Una ricerca che rifiuta il barocco e il formalismo in nome dell’armonia tra natura ed essere umano. E un impegno costante nella politica. L’opera di Zevi, in mostra al MAXXI di Roma, può servire per riaccendere il dibattito in Italia

Si è scelto il giorno della Liberazione per inaugurare la mostra in occasione del centenario della nascita di Bruno Zevi. E non è un caso, vista la forza del personaggio che si è speso per tutta la vita tra architettura, politica e ricerca culturale. L’occasione è al MAXXI di Roma con Gli architetti di Zevi. Storia e controstoria dell’architettura italiana 1944-2000. Curata da Pippo Ciorra e Jean Louis Cohen e dedicata al grande critico, docente, politico, architetto che attraverso la sua attività teorica di storico e intellettuale ha influenzato almeno due generazioni di appassionati ed addetti ai lavori, la mostra è realizzata in collaborazione con la Fondazione Bruno Zevi. Con materiale proveniente da istituzioni nazionali e da archivi privati, ripercorre gran parte dell’attività dello studioso nell’Italia del dopoguerra attraverso il lavoro di 38 dei “suoi” architetti tra cui Carlo Scarpa, Pier Luigi Nervi, Renzo Piano, Franco Albini, Giovanni Michelucci, Mario Ridolfi, Maurizio Sacripanti, Carlo Mollino e Luigi Pellegrin.
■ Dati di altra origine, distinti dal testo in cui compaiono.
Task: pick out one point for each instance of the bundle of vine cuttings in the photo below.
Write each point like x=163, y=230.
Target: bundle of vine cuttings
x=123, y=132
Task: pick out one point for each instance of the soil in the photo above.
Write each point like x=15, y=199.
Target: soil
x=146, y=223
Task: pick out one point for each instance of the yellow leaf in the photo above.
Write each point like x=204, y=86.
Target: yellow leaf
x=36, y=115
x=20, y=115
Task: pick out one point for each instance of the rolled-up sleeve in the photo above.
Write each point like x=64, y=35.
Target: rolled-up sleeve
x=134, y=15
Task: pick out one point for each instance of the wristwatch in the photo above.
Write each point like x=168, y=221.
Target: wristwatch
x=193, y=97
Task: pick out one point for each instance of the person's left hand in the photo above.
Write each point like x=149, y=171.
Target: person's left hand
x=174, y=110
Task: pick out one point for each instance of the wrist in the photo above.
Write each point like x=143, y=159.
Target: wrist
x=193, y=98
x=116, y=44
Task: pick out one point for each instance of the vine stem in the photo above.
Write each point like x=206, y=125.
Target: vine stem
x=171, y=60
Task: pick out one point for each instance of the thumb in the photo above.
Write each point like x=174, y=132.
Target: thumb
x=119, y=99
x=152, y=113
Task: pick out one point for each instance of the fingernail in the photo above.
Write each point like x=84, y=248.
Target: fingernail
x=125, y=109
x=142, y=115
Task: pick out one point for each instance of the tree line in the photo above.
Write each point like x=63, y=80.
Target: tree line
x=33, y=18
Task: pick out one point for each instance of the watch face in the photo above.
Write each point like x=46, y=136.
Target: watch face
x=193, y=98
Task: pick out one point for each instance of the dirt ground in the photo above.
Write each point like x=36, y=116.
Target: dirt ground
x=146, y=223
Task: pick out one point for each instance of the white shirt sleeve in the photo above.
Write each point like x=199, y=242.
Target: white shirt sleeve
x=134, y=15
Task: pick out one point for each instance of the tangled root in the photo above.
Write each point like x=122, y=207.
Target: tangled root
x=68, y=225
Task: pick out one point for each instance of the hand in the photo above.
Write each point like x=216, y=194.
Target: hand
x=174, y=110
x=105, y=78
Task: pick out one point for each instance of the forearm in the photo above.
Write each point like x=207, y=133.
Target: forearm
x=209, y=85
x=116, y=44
Allestita come un grande studio con tavoli, mensole e librerie, propone disegni, plastici e materiale audiovisivo e sottolinea soprattutto l’importanza della relazione tra politica e architettura, temi a lui molto cari e che hanno segnato tutta la sua vita. Nato a Roma da famiglia italiana di religione ebraica, abbandona il Paese nel 1938 dopo l’emanazione delle leggi razziali da parte del regime fascista. Si reca a Londra e poi negli Stati Uniti dove fa degli incontri importanti. Zevi infatti si laurea in Architettura ad Harvard presso la Graduate school of design diretta in quegli anni da Walter Gropius anch’egli lontano dall’Europa. Inoltre, ha modo di conoscere direttamente Frank Lloyd Wright e la sua opera che segna in maniera indelebile il suo percorso formativo.